Climate change is redrawing the disaster map

Climate change is a global problem that is causing new natural disasters in different parts of the world. Communities are affected by these disasters and must adapt to the new realities that arise as a consequence of this phenomenon. Often, they face a new crisis while still recovering from a previous one.

Climate disasters are not simply limited to the places where we are used to seeing them, such as tropical storms or wildfires.

This summer, the United States has witnessed a series of natural disasters that have affected different regions of the country. California, known for its historic drought and devastating wildfires, has also suffered the unexpected impact of Tropical Storm Hilary, which hit Los Angeles this week. Hawaii faces a double threat: Not only are hurricanes expected to hit the East Coast, but they must also deal with the nightmare of smoke pollution from fires burning hundreds of miles away. Hawaii's native vegetation should not burn, but the fires have seriously affected Maui.

“We see an increasing magnitude of certain types of disasters. We see an increasing socioeconomic impact of disasters. We're also seeing disasters in places where we don't normally see certain types of disasters, and different types of disasters interacting with each other,” says Andrew Kruczkiewicz, senior associate at Columbia Climate's International Research Institute for Climate and Society. School.

According to the United Nations Intergovernmental Panel on Climate Change, human activity, specifically greenhouse gas emissions from the use of fossil fuels, has become the leading cause of increasingly extreme weather around the world. With the increase in greenhouse gases, the temperature on both land and sea increases. This phenomenon leads to more extreme weather conditions, such as more intense storms and hurricanes fueled by the heat of the water. What allowed Hurricane Hilary to intensify into a Category 4 storm in the Pacific was its strength enough to remain a tropical storm over Baja California and southern California.

In contrast, a warming climate is causing landscapes to dry out. This makes forests and grasslands prone to catching fire easily. When a fire breaks out, there is the potential for it to become a megafire due to the abundant flammable matter available. Where is the fire? There is smoke. And suddenly, prolonged exposure to wildfire smoke is a new public health risk in large areas of the United States. During the month of June, New York City had the unfortunate title of being temporarily considered the most polluted city in the world. This was because a dense layer of smoke from the fires in Quebec traveled approximately 500 miles and darkened the New York skies.

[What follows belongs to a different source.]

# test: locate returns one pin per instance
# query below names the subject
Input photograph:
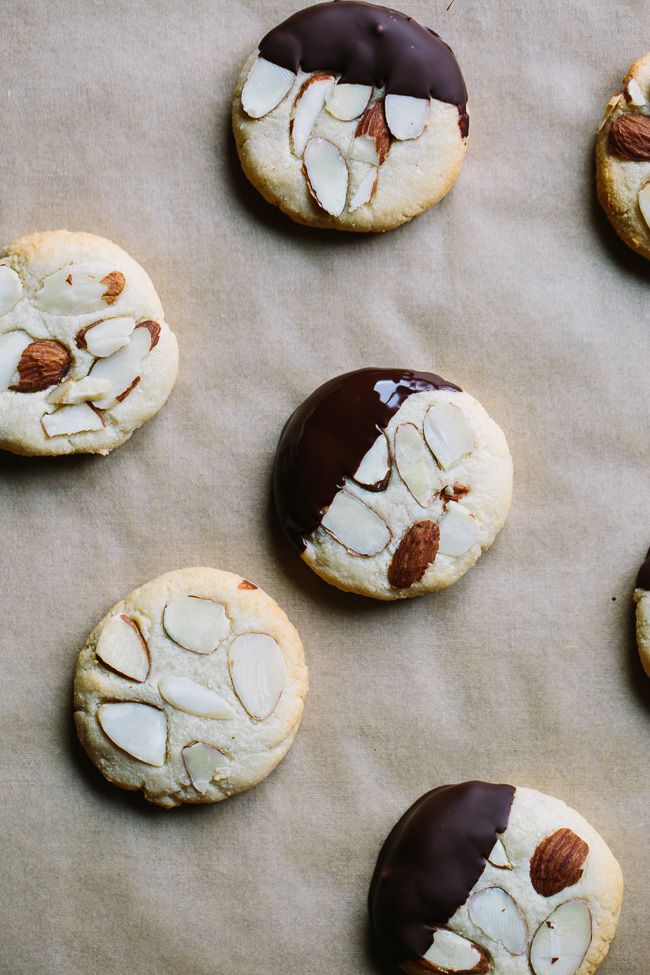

Unsurprisingly, the environmental catastrophe that has recently occurred cannot be separated from the previous damage that the area has suffered. It's not surprising to hear Maui residents say that the chaos and devastation of the last month is not considered a "natural" disaster. During the American colonial period, major changes occurred in the landscape of the islands, which had significant consequences on subsequent events. The establishment of sugarcane and pineapple plantations had a devastating impact on the rich native ecology. This scenario set the stage for later events, such as the fire that occurred later. During agricultural fallow periods, when fields are left bare of crops, there is a risk of invasive and highly flammable grasses taking over. This phenomenon introduces a new danger of wildfires, and this risk is further increased by climate change that worsens drought.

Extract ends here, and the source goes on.